NUSANTARANEWS.CO, Jakarta – Kordinator PN MPPI (Presedium Nasional Majelis Permusyawartaan Pribumi Indonesia), MS Kaban mengatakan setelah 20 tahun berjalan reformasi situasi demokrasi Indonesia sekarang coraknya menjadi demokrasi profit.
“Kita harus mengkoreksi selama 20 tahun dengan demokrasi yang kita lakukan sekarang ini. Pertanyaanya apakah kita mendapatkan wakil rakyat yang qualified, apakah kita melahirkan kepemimpinan nasional yang betul-betul berintegritas, yang memiliki komitmen seperti yang diamanatkan pembukaan UUD 1945?,” ujar Kaban kepada wartawan di sela-sela isi diskusi di Restoran Aljazeera, Jakarta Timur, Rabu (16/10/2019).
Saat ini yang paling menonjol, kata Kaban, biaya demokrasi sudah teramat sangat mahal. Sehingga hanya orang-orang yang memiliki capital (modal) yang mampu mewakili rakyat.
“Saya kira berbahaya,” tegasnya.
Baca juga: Soal ‘Kecurangan Bagian Demokrasi’, MS Kaban: Itu Akan Jadi Malapetaka
Oleh karena itu, ia menghimbau agar seluruh komponen masyarakat harus berani mengkoreksi situasi ini.
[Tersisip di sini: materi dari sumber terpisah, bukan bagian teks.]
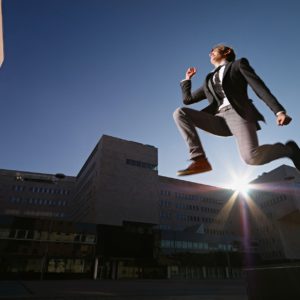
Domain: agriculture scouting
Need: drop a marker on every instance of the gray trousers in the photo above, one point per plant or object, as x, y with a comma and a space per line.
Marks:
226, 123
Dimana demokrasi Indonesia harus sesuai dengan amanat UUD 1945 yang merepresentaai seluruh rakyat Indonesia.
“Saya kira dengan situasi yang kita alami 20 tahun ini, kita bisa melihat bahwa pada akhirnya demokrasi itu menjadi demokrasi yang hanya semata-mata mencari profit. Jadi people power profit,” ujarnya.
Kaban mengatakan, situasi sekarang para elit mengandalkan kekuasaan atau mendapatkan kekuasaan dari rakyat. Tetapi dalam praktinya semua melakukannya secara transaksional.
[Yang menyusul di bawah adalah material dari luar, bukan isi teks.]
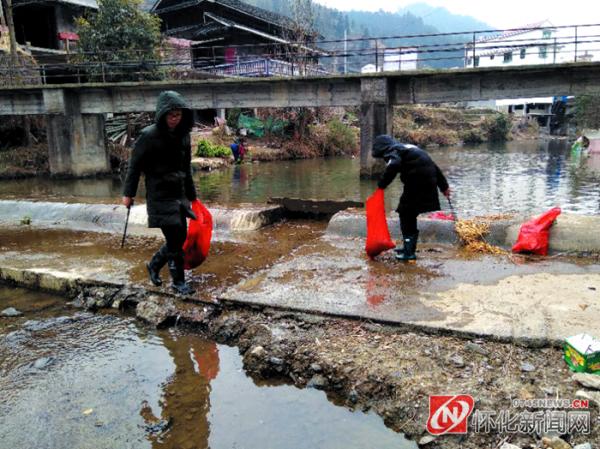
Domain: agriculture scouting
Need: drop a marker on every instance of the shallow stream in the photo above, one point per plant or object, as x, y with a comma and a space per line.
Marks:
521, 176
73, 379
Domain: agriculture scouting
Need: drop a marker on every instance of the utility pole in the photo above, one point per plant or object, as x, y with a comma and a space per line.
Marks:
2, 21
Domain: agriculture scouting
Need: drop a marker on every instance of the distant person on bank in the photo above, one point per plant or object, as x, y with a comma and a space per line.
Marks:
238, 149
163, 154
421, 178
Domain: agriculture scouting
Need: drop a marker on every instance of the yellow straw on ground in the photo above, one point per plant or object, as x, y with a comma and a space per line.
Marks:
472, 235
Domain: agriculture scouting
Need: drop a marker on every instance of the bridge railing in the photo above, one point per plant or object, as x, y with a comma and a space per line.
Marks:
264, 67
539, 43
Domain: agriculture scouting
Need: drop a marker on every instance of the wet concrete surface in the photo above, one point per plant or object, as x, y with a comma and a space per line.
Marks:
73, 379
293, 265
506, 297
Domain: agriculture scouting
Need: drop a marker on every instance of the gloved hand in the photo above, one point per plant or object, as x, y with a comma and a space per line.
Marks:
127, 201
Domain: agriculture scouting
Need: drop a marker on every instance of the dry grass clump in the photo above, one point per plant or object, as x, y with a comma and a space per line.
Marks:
472, 235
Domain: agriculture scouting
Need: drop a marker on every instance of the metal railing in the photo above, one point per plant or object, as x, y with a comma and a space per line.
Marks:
264, 67
535, 44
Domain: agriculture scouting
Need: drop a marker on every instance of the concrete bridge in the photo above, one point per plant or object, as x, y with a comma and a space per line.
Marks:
76, 112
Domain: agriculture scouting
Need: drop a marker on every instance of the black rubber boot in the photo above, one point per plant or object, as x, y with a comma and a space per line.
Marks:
178, 276
400, 250
410, 248
156, 263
“Saya kira ini malapetaka terhadap demokrasi kita,” jelasnya.
Oleh karena itu, menurut Kaban, istilah kembali ke UUD 1945 harus didasarkan dalam rangka untuk menjadikan pemimpin itu betul-betul qualified. Kemudian apa yang disebut kecurangan bagian dari demokrasi bisa dieliminasi dengan sendirinya.
“Kembali ke UUD 1945 secara utuh, secara murni artinya kita mengembalikan kehidupan kita bernegara dan berbangsa sesuai amanat rakyat. Sehingga bisa melihat kualitas atau martabat kita berdemokrasi,” tandasnya.